No Peru, Keiko Fujimori lidera a apuração contra Roberto Sánchez, mas a definição depende da conclusão oficial da contagem e da análise de recursos. O país vive há anos um quadro de instabilidade política, com sucessivas trocas de presidentes e baixa confiança nas instituições.
Os dois casos reforçam uma tendência regional: eleitores têm trocado de campo político quando associam governos a crise econômica, insegurança pública, instabilidade institucional ou promessas não cumpridas. Em muitos países, o voto recente tem funcionado mais como cobrança por resultados do que como adesão duradoura a um projeto ideológico.
Brasil como fiel da balança
Nesse cenário, a próxima eleição presidencial brasileira tende a funcionar como fiel da balança regional. Maior economia, maior população e maior território da América do Sul, o Brasil permanece como o principal governo de esquerda entre as grandes economias do continente. Com o presidente Lula (PT) e o senador Flávio Bolsonaro (PL) nas primeiras colocações nas pesquisas, o país é o único da região a ter eleição presidencial até o fim do ano. A próxima disputa só ocorrerá em 2027, na Argentina.
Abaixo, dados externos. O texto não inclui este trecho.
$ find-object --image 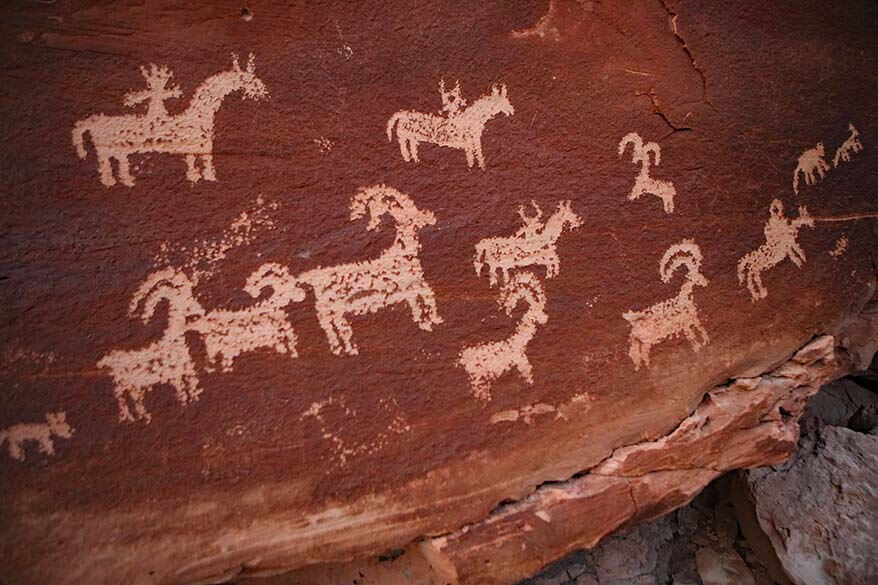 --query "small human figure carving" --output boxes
[387,81,515,170]
[98,267,205,423]
[73,54,268,187]
[0,412,74,461]
[457,272,549,401]
[473,200,582,286]
[738,199,814,303]
[619,132,677,213]
[832,123,863,168]
[187,263,305,372]
[294,185,442,355]
[622,239,710,370]
[793,142,829,195]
Se o Brasil mantiver o atual alinhamento, a América do Sul continuará dividida entre dois campos relevantes: de um lado, governos de esquerda ou centro-esquerda, liderados regionalmente pelo peso brasileiro; de outro, uma maioria numérica de governos de direita ou centro-direita. Se o Brasil mudar de campo, a região poderá se aproximar de uma maioria conservadora mais ampla, com impacto sobre integração, comércio, segurança pública e política externa.
Diferenças internas
Ainda assim, o mapa não deve ser lido como um bloco único. Há diferenças entre o liberalismo radical de Javier Milei, o conservadorismo de José Antonio Kast, a agenda de segurança de Daniel Noboa e o perfil de Abelardo de la Espriella, classificado por analistas políticos colombianos como ultradireitista. Na esquerda, também há diferenças entre Lula, a Frente Ampla uruguaia, o chavismo venezuelano e os governos de Guiana e Suriname.
Desde 2000, a região alterna avanço da esquerda, reação da direita e rejeição a governos em desgaste. Colômbia e Peru indicam que o pêndulo voltou a se mover à direita. A eleição brasileira dirá se esse movimento se consolida como maioria regional ampla ou se o continente continuará dividido.